On lit dans la
Petite Presse du 11 février 1869 :
« M. de Chilly, le sympathique directeur de l'Odéon, si cruellement
éprouvé par la mort presque foudroyante de sa fille unique, est menacé
d'une nouvelle douleur. Sa nièce, Mademoiselle Artus, fille de l'ancien
chef d'orchestre de l'Ambigu-Comique, est en ce moment pour ainsi dire
aux portes du tombeau.
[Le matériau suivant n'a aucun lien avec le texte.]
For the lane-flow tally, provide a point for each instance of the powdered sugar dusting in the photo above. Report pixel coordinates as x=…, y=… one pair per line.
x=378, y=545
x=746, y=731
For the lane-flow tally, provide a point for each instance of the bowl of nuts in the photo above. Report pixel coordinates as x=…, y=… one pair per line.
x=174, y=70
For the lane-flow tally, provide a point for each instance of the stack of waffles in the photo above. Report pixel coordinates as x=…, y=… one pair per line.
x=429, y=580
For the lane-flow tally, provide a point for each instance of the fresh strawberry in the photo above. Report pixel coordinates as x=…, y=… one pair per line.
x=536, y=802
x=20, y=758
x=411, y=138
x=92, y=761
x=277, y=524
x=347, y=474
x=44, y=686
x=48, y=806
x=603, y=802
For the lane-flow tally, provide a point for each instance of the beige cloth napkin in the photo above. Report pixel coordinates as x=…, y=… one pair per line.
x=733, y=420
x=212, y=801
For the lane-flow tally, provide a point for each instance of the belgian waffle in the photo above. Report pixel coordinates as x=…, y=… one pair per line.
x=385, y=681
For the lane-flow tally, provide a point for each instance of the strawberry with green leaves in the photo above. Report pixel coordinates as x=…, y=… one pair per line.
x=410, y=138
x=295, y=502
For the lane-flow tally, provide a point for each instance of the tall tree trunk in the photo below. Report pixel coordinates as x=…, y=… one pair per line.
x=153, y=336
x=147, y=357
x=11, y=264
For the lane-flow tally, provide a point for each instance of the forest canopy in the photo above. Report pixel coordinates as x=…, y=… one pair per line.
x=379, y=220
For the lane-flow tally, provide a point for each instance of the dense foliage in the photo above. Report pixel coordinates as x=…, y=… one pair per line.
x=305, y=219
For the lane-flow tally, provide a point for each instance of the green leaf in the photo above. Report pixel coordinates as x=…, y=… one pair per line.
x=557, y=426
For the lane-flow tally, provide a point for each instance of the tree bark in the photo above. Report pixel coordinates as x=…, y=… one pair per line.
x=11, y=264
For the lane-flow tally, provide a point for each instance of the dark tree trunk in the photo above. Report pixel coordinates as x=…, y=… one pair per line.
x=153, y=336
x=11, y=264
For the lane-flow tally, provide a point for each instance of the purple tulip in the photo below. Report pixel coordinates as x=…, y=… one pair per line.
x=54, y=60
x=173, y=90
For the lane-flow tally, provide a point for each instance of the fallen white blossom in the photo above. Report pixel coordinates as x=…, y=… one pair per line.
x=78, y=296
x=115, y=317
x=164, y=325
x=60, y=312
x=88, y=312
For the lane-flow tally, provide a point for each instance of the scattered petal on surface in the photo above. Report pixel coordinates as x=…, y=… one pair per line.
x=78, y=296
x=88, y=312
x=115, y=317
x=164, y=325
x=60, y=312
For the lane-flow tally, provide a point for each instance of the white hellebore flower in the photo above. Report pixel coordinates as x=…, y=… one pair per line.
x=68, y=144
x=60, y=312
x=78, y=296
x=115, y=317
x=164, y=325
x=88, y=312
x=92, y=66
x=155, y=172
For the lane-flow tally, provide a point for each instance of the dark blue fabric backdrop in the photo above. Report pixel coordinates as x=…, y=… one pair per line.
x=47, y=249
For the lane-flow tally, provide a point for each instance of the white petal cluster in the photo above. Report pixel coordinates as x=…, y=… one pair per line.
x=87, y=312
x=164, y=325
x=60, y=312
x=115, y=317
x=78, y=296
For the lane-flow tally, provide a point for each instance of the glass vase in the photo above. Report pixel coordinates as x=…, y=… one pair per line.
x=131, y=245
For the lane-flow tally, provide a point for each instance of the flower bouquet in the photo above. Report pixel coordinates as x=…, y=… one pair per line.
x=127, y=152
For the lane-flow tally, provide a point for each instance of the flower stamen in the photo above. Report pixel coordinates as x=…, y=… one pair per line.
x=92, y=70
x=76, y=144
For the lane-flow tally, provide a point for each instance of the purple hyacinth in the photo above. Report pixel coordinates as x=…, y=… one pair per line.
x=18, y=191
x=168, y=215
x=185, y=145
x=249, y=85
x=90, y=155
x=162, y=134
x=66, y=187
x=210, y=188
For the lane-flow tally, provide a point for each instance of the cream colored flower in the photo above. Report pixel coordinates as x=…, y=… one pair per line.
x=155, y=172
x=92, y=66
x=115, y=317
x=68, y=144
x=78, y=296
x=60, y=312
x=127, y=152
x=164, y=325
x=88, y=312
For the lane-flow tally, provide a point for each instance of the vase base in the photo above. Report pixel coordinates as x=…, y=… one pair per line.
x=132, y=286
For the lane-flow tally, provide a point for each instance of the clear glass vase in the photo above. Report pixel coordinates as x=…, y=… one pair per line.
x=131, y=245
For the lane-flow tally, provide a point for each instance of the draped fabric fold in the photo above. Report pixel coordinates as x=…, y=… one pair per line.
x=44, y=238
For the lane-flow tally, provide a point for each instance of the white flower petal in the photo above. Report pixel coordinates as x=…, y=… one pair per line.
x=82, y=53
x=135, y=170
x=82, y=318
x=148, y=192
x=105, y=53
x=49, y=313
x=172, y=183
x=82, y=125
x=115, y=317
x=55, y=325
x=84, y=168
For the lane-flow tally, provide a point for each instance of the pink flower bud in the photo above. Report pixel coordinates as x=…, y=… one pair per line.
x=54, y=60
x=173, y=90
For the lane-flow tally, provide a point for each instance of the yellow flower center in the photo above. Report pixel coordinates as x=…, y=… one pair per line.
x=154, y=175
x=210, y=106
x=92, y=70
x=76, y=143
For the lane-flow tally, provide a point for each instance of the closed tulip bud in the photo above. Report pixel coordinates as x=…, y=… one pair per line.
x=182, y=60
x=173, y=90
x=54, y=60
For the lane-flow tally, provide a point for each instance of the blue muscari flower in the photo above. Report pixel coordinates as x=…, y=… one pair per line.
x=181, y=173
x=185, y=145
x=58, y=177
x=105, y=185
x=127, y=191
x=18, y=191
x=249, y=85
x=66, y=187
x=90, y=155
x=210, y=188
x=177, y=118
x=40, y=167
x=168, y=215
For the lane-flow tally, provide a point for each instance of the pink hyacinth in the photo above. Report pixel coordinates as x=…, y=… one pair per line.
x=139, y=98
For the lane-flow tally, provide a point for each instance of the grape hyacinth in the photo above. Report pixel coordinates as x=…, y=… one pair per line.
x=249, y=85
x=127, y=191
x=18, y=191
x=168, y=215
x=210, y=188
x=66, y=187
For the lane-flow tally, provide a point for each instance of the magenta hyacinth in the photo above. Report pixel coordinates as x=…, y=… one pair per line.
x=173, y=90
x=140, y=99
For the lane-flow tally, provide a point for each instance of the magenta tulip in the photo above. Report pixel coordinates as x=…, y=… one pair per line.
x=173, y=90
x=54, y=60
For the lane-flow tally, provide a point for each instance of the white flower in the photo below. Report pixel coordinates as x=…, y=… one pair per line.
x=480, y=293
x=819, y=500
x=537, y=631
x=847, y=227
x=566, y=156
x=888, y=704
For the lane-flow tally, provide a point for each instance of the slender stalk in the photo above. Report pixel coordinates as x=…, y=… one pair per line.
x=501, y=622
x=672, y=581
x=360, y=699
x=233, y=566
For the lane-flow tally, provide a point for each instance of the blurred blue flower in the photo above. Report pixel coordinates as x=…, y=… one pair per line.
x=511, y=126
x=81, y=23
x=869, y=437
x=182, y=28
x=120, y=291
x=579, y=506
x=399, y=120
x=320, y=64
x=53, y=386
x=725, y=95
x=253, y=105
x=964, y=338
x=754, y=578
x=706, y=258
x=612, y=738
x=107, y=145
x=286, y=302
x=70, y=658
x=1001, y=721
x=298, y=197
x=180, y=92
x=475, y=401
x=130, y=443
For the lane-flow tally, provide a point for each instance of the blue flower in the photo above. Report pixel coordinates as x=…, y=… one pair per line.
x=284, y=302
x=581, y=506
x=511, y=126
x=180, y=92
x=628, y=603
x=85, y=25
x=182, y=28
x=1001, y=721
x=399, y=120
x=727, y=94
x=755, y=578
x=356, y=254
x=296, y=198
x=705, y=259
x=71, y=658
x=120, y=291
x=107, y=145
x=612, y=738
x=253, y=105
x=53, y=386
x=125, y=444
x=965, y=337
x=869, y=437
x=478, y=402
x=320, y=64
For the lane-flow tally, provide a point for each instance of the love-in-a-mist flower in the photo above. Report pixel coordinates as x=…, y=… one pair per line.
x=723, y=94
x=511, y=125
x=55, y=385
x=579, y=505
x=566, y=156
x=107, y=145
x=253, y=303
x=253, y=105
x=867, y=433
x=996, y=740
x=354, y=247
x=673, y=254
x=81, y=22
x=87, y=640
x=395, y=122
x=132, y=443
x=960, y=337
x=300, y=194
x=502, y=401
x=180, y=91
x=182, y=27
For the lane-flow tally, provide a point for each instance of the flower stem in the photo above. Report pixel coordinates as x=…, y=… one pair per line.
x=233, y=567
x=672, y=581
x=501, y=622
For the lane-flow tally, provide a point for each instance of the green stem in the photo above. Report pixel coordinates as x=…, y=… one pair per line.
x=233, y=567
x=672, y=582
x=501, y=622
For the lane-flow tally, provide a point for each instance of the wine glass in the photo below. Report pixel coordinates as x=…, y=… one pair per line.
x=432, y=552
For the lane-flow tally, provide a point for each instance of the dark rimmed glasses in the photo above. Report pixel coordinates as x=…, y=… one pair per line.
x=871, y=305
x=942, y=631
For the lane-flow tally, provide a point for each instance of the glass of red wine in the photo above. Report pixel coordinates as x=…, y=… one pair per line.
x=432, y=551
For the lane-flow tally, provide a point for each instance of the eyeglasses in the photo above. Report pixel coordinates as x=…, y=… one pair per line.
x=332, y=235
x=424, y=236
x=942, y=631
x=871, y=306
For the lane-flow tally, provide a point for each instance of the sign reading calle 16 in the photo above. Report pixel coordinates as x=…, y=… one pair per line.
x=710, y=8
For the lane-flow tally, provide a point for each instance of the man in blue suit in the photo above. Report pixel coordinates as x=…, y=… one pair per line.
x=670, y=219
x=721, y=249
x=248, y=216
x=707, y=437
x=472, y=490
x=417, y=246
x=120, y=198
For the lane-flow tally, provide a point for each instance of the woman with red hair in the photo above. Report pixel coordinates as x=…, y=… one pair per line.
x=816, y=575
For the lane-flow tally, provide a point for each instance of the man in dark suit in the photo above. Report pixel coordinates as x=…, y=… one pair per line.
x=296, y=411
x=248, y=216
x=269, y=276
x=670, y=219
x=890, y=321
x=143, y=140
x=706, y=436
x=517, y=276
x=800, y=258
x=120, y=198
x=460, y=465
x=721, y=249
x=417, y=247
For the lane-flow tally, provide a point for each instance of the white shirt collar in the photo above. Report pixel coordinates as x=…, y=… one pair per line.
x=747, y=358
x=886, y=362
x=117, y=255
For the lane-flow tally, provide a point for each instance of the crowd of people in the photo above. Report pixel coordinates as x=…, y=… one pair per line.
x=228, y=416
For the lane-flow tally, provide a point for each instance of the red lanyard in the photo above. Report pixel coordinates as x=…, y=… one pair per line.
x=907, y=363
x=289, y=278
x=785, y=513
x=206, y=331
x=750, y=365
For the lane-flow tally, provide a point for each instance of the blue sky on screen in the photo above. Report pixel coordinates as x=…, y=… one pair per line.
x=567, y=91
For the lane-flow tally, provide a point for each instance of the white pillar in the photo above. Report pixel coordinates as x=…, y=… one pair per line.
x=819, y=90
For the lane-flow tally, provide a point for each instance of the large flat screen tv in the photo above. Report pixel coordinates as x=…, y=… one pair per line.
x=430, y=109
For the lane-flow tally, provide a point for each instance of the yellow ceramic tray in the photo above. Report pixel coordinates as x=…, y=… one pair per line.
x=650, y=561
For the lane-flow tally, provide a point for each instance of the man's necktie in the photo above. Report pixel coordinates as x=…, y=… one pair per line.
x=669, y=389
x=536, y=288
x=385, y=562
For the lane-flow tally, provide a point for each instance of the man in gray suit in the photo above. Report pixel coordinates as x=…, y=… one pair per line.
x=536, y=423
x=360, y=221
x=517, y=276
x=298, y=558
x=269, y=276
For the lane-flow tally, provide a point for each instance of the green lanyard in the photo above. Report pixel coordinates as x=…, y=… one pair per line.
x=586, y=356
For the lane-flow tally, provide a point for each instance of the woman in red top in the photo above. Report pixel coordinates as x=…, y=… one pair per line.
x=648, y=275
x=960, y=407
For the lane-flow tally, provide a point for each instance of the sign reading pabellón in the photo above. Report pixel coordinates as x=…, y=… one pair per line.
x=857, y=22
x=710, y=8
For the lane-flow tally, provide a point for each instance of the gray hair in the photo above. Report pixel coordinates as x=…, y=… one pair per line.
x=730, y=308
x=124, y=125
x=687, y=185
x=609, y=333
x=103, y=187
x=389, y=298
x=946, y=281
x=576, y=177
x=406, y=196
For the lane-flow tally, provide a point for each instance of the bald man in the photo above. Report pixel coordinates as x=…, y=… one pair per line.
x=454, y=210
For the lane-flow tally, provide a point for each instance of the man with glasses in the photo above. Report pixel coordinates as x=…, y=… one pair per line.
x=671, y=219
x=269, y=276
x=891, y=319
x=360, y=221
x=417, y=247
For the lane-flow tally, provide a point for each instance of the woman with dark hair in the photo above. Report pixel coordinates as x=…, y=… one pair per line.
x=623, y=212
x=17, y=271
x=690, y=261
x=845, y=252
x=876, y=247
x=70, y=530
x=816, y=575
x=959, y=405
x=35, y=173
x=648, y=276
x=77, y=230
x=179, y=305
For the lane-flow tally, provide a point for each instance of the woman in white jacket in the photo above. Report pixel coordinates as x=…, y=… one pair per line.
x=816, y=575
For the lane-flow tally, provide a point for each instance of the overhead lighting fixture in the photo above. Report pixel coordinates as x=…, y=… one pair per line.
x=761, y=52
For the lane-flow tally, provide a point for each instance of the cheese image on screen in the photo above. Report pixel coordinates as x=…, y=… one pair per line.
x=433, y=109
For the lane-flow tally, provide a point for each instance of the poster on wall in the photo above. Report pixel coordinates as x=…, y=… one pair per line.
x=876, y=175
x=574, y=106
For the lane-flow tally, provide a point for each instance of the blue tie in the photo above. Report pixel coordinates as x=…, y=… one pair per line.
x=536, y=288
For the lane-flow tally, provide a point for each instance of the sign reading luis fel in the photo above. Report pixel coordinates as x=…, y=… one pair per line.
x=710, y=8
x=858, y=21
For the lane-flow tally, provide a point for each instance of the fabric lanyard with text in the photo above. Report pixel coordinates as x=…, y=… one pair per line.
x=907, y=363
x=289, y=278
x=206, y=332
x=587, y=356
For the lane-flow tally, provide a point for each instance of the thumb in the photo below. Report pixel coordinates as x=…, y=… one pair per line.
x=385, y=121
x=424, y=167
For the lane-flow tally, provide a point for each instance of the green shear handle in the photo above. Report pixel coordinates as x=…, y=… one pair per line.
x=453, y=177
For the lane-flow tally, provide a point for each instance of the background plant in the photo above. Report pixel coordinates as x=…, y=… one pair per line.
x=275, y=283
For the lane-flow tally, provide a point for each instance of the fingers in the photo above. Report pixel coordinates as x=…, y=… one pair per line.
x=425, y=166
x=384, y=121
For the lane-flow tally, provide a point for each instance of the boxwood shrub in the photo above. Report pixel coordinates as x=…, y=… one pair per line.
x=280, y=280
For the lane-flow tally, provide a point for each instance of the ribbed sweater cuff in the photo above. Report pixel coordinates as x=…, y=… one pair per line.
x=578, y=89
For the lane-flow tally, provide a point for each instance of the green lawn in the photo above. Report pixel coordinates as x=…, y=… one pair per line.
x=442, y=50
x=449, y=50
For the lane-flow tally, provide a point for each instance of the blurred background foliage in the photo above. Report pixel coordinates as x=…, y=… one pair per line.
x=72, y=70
A ce propos, le Figaro rapporte cette triste et
touchante histoire :
Mademoiselle de Chilly mourante donna une
petite bague à cette cousine dont la vie est aujourd'hui si cruellement
menacée, et lui dit : ‑ Prends-la, tu me la rapporteras !
Ces
mots ont-ils frappé l'imagination de la pauvre enfant ? Etaient-ils
l'expression de cette double vue attribuée à la mort ? Toujours est-il
que, quelques jours après les funérailles de Mademoiselle de Chilly, sa
jeune cousine tombait malade.
Ce que le Figaro ne dit pas,
c'est qu'à ses derniers moments, la pauvre morte, qui se cramponnait à
la vie avec toute l'énergie de ses dix-huit belles années, criait de son
lit de douleur à sa cousine fondant en larmes dans un coin de la
chambre, théâtre de son agonie : ‑ Non je ne veux pas mourir ! je ne
veux pas m'en aller seule ! tu viendras avec moi ! je t'attends ! je
t'attends ! tu ne te marieras pas ! Quel spectacle et quelles angoisses
pour cette infortunée Mademoiselle Artus, dont, en effet, les
fiançailles se préparaient au moment même où Mademoiselle de Chilly
s'alitait pour ne plus se relever ! »
Oui, certainement, ces
paroles sont l'expression de cette double vue attribuée à la mort, et
dont les exemples ne sont pas rares. Que de personnes ont eu des
pressentiments de ce genre avant de mourir ! Dira-t-on qu'elles jouent
la comédie ? Que les néantistes expliquent ces phénomènes s'ils le
peuvent ! Si l'intelligence n'était qu'une propriété de la matière, et
devait s'éteindre avec celle-ci, comment expliquer la recrudescence
d'activité de cette même intelligence, les facultés nouvelles,
transcendantes parfois, qui se manifestent si souvent au moment même où
l'organisme se dissout, où le dernier soupir va s'exhaler ? Cela ne
prouve-t-il pas que quelque chose survit au corps ? On l'a dit cent fois
: l'âme indépendante se révèle à chaque instant sous mille formes et
dans des conditions tellement évidentes, qu'il faut fermer
volontairement les yeux pour ne pas la voir.